Oleh : Farid Ridwanullah
"Akhir Dari pemikiran Adalah pergerakan Dan Akhir Dari pergerakan Adalah pemikiran"
(Abdu Rahman Ibnu Khaldun, Muqaddimah)
Upaya memikirkan dan memajukan PII telah lama ditunggu-tunggu. Telah
lama kita terjebak dalam kubangan ketidakjelasan gerakan karena visi
dan misi tidak di ilmui serta tidak dijadikan pijakan dalam setiap
gerakan lembaga. sejak kelahirannya PII senantiasa menorehkan tinta
emas sejarah bagi agama, bangsa dan Negara.
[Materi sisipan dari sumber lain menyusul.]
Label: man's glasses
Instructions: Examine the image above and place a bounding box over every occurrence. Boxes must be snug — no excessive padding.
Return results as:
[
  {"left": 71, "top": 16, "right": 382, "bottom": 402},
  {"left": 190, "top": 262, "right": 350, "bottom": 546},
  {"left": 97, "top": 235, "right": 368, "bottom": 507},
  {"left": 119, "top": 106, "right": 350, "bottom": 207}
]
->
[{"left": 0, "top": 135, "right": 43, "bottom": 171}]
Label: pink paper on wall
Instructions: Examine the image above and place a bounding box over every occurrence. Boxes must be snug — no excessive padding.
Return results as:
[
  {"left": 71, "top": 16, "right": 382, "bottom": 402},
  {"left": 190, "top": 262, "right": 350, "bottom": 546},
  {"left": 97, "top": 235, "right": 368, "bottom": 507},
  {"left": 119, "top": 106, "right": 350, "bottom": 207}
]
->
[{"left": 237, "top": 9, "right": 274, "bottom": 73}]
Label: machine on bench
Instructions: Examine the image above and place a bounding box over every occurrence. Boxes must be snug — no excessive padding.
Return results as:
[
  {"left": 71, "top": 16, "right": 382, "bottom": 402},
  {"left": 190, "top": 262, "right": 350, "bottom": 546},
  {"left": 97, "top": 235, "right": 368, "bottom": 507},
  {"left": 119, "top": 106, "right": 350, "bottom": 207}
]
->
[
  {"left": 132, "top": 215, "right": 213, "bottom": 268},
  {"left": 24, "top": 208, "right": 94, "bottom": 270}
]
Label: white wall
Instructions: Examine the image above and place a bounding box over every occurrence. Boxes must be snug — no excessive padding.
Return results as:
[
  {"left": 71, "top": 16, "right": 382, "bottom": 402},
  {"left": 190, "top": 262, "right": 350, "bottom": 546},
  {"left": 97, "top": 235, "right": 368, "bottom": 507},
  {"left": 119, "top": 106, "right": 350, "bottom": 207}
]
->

Tinta emas tersebut dapat
kita saksikan dan rasakan secara kolektif, banyaknya kader-kader PII
yang "bertebaran" diberbagai institusi keummatan dan menjadi think
thank, menunjukan bahwa system dan perangkat kaderisasi PII telah
berhasil membentuk manusia-manusia yang siap berhadapan dengan
realitas dizamannya walaupun system tersebut masih terus dalam tahap
penyempurnaan.
Mengamini apa yang disampaikan oleh Ridho, Ketum PW PII Jogjakarta,
secara ontologis PII perlu melakukan rethinking dan remaining (saya
lebih suka membahasakannya rekonstruksi) terhadap berbagai perangkat
keber'ada'annya ditengah realitas yang terus bergerak tak terbendung
ini. Kemalasan untuk melakukannya menyebabkan kita merasa tersiksa dan
tidak betah dalam dalam dunia yang terus berubah, semakin maju dan
semakin canggih setiap harinya. Me-rethinking dan me-remaining
janganlah dimaknai mendekonstruksi pelbagai perangkat keber'ada'an
PII, semangat itu harus dimaknai sebagai aktifitas merenungkan,
menafsirkan dan menerjemahkan visi dan misi PII dalam ruang dan waktu
yang senantiasa berubah dan terus berubah. Semangat dan aktifitas
seperti inilah yang akan membawa PII menemukan eksistensinya ditengah
kepungan realitas diluar dirinya.
Dalam doktrin Islam kita mengenal konsep ijtihad sebagai aktifitas
intelektual yang kreatif ditengah realitas yang terus berubah. Dalam
rekaman sejarah idealitas nilai ajaran islam yang bersifat perennial
dan absolute senatiasa sanggup berdialog dengan realitas empiris yang
bersifat relatif. Adalah Umar Bin Khattab sosok yang memulai tradisi
praksis ijtihad pada zamannya. Ia mampu menangkap semangat ajaran
islam yang bersifat parrenial dan metahistoris serta mampu
menerjemahkannya sesuai dengan tuntutan zamannya. Ia adalah pribadi
cerdas yang berani melakukan aktifitas tafsir terhadap teks-teks al
qur'an dan sunnah tanpa terjebak kepada makna literal dan harfiahnya.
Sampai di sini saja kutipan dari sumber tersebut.